D’un côté, le banc sableux offre un laboratoire grandeur nature où étudier la dynamique côtière, les flux d’alevins ou la protection des lagunes. De l’autre, sa fréquentation grandissante – 220 000 visiteurs estimés en 2023 par le Parc naturel marin – soulève des questions de gestion et de cohabitation.

Qu’est-ce que la réserve naturelle du Banc d’Arguin ?

Il s’agit d’une zone protégée administrée par l’Office français de la biodiversité. La réglementation y interdit :

  • le débarquement hors secteurs balisés,
  • les chiens, même tenus en laisse,
  • le kitesurf entre avril et août.
    Objectif : garantir la quiétude des espèces nicheuses et préserver les herbiers de zostères, véritables nurseries pour bars et dorades.

Écho culturel et patrimonial

Le Banc d’Arguin veille, tel un gardien, sur la dune du Pilat, la plus haute d’Europe (104 m en avril 2024). Sur la rive opposée, le Cap Ferret aligne ses cabanes d’ostréiculteurs.

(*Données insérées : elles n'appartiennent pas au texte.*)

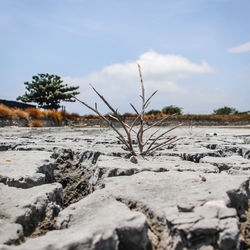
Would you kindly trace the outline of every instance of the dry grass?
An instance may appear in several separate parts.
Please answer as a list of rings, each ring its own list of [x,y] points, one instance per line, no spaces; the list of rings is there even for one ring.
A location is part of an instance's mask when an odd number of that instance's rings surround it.
[[[84,115],[82,116],[83,119],[101,119],[98,115]]]
[[[61,112],[61,114],[62,114],[63,118],[67,118],[69,120],[74,120],[75,121],[75,120],[81,118],[81,116],[79,114],[77,114],[77,113],[71,113],[71,114],[69,114],[69,113],[63,111],[63,112]]]
[[[22,117],[26,120],[29,119],[29,113],[25,112],[22,109],[13,109],[13,112],[15,113],[15,117]]]
[[[28,127],[42,128],[43,127],[43,123],[40,120],[33,120],[31,123],[28,124]]]
[[[61,112],[58,112],[55,110],[43,111],[43,118],[53,120],[57,125],[62,124],[62,114],[61,114]]]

Chaque été, le festival « Musique en Ré » organise un concert au coucher du soleil, mêlant notes de jazz et cris de sternes : quand l’art dialogue avec la nature.

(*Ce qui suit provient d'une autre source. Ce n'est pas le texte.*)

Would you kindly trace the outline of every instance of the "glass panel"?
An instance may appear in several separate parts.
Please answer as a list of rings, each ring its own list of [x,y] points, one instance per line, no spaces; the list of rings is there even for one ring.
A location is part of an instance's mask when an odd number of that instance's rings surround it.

Les défis écologiques et humains à l’horizon 2030

La montée du niveau marin estimée à +25 cm d’ici 2050 (GIEC, scénario SSP2) entraînera une submersion plus fréquente de l’îlot central. Michel Davasse, conservateur historique de la réserve, résume : « Nous défendons un équilibre subtil entre érosion, fréquentation et héritage écologique. »

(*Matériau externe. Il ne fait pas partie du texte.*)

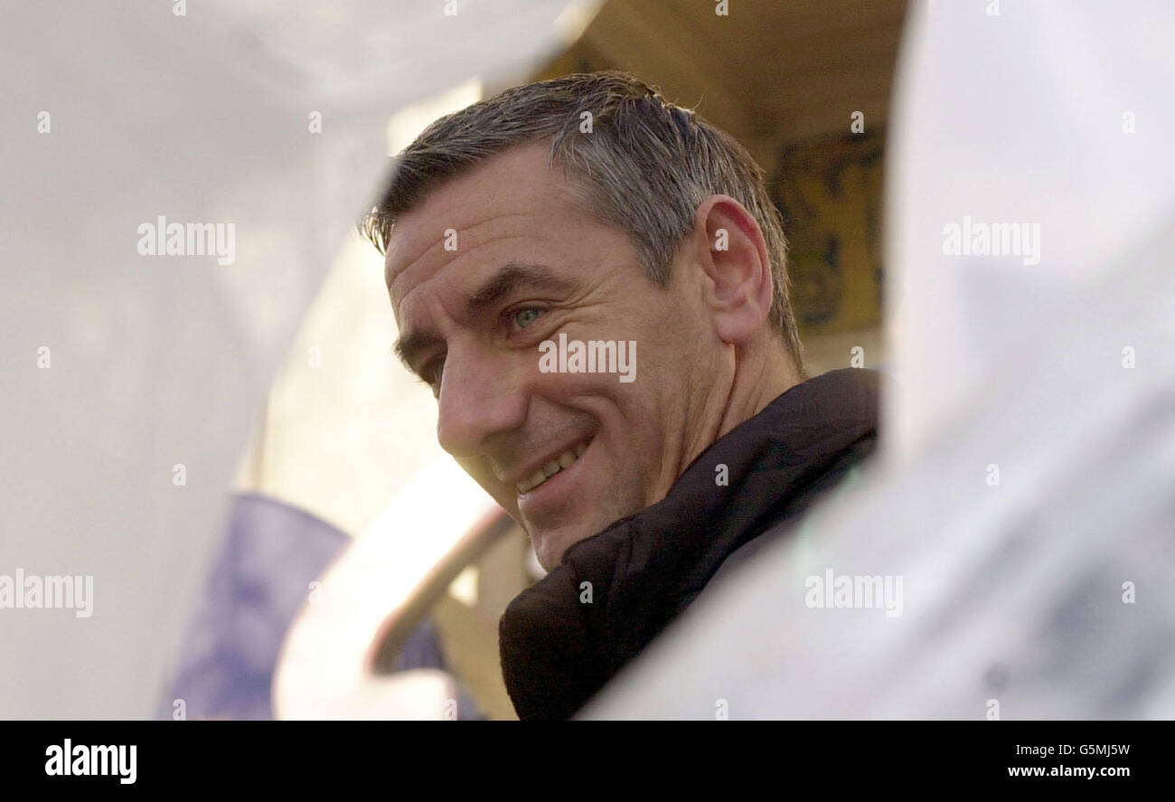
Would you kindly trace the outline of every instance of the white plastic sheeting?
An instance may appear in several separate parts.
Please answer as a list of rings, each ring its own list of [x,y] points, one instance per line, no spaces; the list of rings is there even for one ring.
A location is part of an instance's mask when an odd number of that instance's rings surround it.
[[[911,8],[884,459],[588,717],[1175,717],[1175,9],[991,5]],[[965,216],[1039,261],[948,254]]]
[[[0,6],[0,575],[94,588],[89,617],[0,609],[0,717],[152,715],[234,463],[383,179],[388,119],[522,78],[585,5]],[[231,262],[141,255],[160,216],[231,223]]]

Pêche, tourisme et conservation

  • 85 % des plaisanciers qui accostent viennent d’Arcachon selon la capitainerie (saison 2023).
  • La pêche aux coquillages reste autorisée mais limitée à 5 kg/jour/personne.
  • Les courlis corlieux, eux, perdent 12 % de surface de repos à chaque franchissement illégal de la bande protégée.

D’un côté, les habitants soulignent les retombées économiques : 14 M€ de chiffre d’affaires annuel pour les bateliers du bassin. De l’autre, les écologues alertent sur la tranquillité des nicheurs. Trouver la juste mesure demeure le grand défi des gestionnaires.

Érosion et solutions douces

Depuis 2022, deux cordons d’oyats (ammophiles) stabilisent la langue occidentale. Les études montrent un recul divisé par trois en deux ans. La technique, inspirée des « ganivelles » landaises, séduit déjà l’Association nationale des élus du littoral.

Astuces pour une visite responsable au rythme des marées

Respecter ce sanctuaire, c’est avant tout connaître ses règles et ses cycles.

  • Consultez la carte des coefficients : au-delà de 90, le banc se fragmente en îlots.
  • Préférez un débarquement deux heures avant la basse mer pour éviter l’effet « marée montante piège ».
  • Marchez toujours dans la laisse de mer, zone déjà fréquentée.
  • Équipez votre sac d’un cendrier de poche et d’une gourde en inox ; 3 % des macro-déchets collectés en 2023 étaient des mégots.
  • En juillet, assistez au comptage participatif des sternes organisé par la LPO : une expérience unique pour toute la famille.

À combiner lors de votre séjour

  • Dégustation d’huîtres à Gujan-Mestras, capitale ostréicole,
  • Session de surf matinale à la Salie, spot voisin,
  • Balade à vélo dans la pinède landaise jusqu’au domaine de Certes.

Chaque activité tisse des liens entre littoral, forêt et patrimoine gastronomique, facilitant un futur maillage éditorial sur les sujets de la glisse, de l’ostréiculture ou du slow tourisme.


Le soir, lorsque les derniers flâneurs quittent le banc et que les sternes retrouvent leur royaume, je reste quelques minutes, pieds nus dans l’eau tiède. Le vent livre des secrets d’iode, le sable respire encore la chaleur solaire. Si, comme moi, vous ressentez ce frisson d’appartenance, laissez votre curiosité vous guider : d’autres histoires du Bassin n’attendent que votre regard. À très bientôt au gré des marées.